For their part, the auto companies know full well that in the CAW they are dealing not with an adversary, but with a pliant junior partner. “We correspond with our labour partners regularly to look for opportunities to ensure GM Canada’s profitability and sustainability,” said a senior company spokesman earlier this summer. Added company CEO Dan Akerson, “We have to run a business here and the union understands that better than at any time in its history…Just as we did with the UAW, I think reasonable people should be able to come to a common ground to the benefit of both.”

Underscoring this subservience to the dictates of big business, the CAW, in an unprecedented move, invited Bank of Canada Chairman Mark Carney to address its August convention in Toronto. The assembled bureaucrats gave Carney a standing ovation.
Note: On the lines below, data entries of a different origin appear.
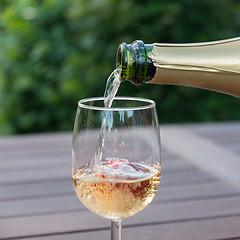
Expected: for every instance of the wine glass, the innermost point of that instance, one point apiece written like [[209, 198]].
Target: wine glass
[[116, 164]]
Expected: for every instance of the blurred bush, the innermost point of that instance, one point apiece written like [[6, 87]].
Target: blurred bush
[[53, 53]]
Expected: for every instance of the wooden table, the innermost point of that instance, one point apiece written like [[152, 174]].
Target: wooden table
[[198, 198]]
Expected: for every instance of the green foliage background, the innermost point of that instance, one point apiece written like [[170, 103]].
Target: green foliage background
[[53, 53]]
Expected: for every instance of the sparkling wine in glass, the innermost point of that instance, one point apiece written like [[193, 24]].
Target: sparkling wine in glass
[[126, 177]]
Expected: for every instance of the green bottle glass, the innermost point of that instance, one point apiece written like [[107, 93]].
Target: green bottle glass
[[211, 65]]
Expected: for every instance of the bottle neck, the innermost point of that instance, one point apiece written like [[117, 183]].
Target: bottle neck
[[133, 59]]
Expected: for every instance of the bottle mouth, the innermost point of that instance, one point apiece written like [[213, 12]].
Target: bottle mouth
[[134, 62]]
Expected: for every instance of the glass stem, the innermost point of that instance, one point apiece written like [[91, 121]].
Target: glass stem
[[116, 230]]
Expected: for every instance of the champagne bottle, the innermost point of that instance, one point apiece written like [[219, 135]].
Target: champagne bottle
[[211, 65]]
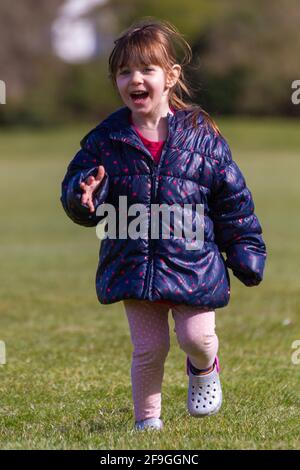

The kowtowing of the CAW to big business fully illustrates the fact that it cannot be reformed and made to respond to the needs of auto workers. Over the last three decades the union has been transformed into a pro-company organization, controlled by an upper middle class layer of highly paid officials that answers only to the corporations and the government. The only way forward for workers is to break decisively with this anti-labor organization and build rank-and-file committees, independent of the CAW, and to wage an industrial and political struggle, based on a socialist and internationalist program, to fight for well paying and secure jobs for all workers.